The teen indeed fainted but quickly recovered and had a conversation with the leader of the free world.

"Here's a young black male who gets to see the President for himself — to sit in his seat — you can go where you want," Lopez said.

And that's the overriding message that the award-winning principal has for her students, whom she calls scholars. However, life is no picnic for them. Many live in abject poverty here in Brownsville, which has one of the highest crime rates in the city.

"Can you imagine?" Lopez said over the wail of nearby emergency sirens. "This is how kids learn every day."

We had to pause several times during our interview due to police and ambulance sirens, but Lopez does not allow those sounds to define her scholars. 

"She's like a mother to me," said eighth grader Renisha Conner. "She always lets us know how awesome we are and tells us we are destined for greatness."

"Ms.

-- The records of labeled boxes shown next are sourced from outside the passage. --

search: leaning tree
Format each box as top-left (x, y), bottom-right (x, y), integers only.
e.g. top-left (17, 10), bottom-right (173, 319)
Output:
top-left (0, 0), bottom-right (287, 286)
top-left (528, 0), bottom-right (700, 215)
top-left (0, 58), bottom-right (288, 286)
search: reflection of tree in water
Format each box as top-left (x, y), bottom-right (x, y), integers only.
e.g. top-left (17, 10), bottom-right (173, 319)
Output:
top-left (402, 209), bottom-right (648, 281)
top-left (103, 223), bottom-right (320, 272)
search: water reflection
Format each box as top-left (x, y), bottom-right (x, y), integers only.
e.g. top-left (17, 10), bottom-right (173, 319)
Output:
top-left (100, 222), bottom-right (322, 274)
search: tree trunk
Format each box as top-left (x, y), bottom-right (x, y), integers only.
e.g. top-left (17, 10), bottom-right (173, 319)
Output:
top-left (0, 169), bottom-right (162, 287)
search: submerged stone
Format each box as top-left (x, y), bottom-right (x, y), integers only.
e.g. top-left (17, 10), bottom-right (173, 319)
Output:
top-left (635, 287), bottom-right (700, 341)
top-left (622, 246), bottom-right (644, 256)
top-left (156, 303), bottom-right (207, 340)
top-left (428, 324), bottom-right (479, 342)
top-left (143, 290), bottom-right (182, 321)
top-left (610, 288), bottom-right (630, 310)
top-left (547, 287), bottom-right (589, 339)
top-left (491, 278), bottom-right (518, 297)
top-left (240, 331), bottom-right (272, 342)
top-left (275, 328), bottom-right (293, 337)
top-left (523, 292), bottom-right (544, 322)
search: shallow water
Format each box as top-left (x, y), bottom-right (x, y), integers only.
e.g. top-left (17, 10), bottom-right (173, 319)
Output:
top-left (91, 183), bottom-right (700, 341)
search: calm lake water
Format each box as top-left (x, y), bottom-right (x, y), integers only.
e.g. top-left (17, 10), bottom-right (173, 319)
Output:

Lopez she tries her hardest to make us understand what's out there how people's looking at us and she treat us like we one of her kids herself," said eighth grader Falazia Brown.

The school is an oasis for the scholars, who raise money to travel for competitions and they recently visited Harvard University for a field trip. Suspensions are down and grades are up in a neighborhood that is not benefiting from the Brooklyn real estate boom.